Bon Appetit at Butler: Here’s what you can expect next year

JESSICA LEE | NEWS EDITOR | jelee2@butler.edu 

In order to get a taste of what Butler University students can expect from new dining provider Bon Appetit, the Butler Collegian travelled to DePauw University for a meal. Bon Appetit has been at DePauw since 2013.

Chad Melinger, executive chef of Bon Appetit at DePauw, said the school serves as a “mirror” for Butler. The dining service won’t look exactly the same, but the roles will be similar. DePauw has about 85 to 100 Bon Appetit employees, but Butler will probably have double the amount given the student population difference.

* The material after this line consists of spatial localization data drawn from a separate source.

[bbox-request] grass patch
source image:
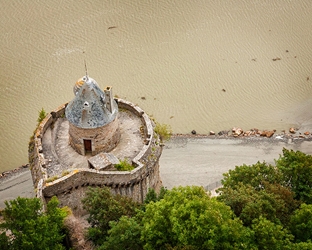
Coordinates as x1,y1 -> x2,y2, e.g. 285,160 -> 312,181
62,170 -> 70,177
46,176 -> 58,183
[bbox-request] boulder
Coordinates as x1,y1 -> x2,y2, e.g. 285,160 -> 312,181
232,127 -> 243,136
265,130 -> 275,138
209,131 -> 215,135
304,131 -> 310,135
289,127 -> 296,134
260,130 -> 275,138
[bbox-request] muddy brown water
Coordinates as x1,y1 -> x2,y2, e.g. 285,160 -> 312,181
1,0 -> 312,172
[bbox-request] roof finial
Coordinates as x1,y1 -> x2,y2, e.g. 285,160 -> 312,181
84,59 -> 89,80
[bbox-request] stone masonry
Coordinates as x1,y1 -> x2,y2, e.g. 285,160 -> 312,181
29,78 -> 163,215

Butler and DePauw are also in the same district, which means some of their local food sources could be the same, as they fall within the 150-mile radius that classifies a farm as local. About 30 percent of DePauw’s food is from local farms — 10 percent more than the Bon Appetit goal for every location.

Photo by Jessica Lee

Melinger buys two whole cattle per week, which can turn into Halal meat for Muslim students, steak and baby back ribs. The prosciutto is homemade and so is their kimchi, a Korean vegetable. He recently bought a 92-pound parmesan cheese wheel from Italy; they will mix the pasta inside the wheel and serve straight from it.

The food brought to Butler will also depend on executive chef Jordan Hall and what students want to eat.

Paper surveys were available at multiple dining stations, and asked about helpfulness of staff, speed of service, quality of food, variety of food and overall value. DePauw also offers a biannual survey for students. After receiving feedback from DePauw students wanting more vegetarian options, Bon Appetit established Sprouts, a station specifically for vegetarians.

Photo by Jessica Lee

At every location, Bon Appetit mandates that managers interact with and serve students for a minimum of an hour every day.

Melinger has a “gift to gab” — a quality he said helps him get to know students on campus better, particularly their food preferences.

Emma Wittkowski, a junior sociology and studio art double major, is a vegetarian.

“I rarely come here and feel like I don’t have stuff to eat,” Wittkowski said.

Curry Stevens, a sophomore psychology major, said it is much better than the college he transferred from. Now, he actually eats to his heart’s desire.

First-year Lauren Lillis said some days are good, but the weekends are unreliable because some stations are closed.

“I don’t want to come and be disappointed, and sometimes I am,” Lillis said.

At Hoover Dining Hall, they have a consistent station: burgers, black-bean burgers, grilled chicken, fish and fries. Their salad bar will have 15 to 20 toppings, but depending on the season, the produce changes. The international station changes daily and often reflects the university’s high Pakistani population.

Butler students can try their first bite of Bon Appetit at April 10 from 5 p.m. to 7 p.m. The school’s new food provider will have a food truck on Hampton Drive outside of Atherton Union.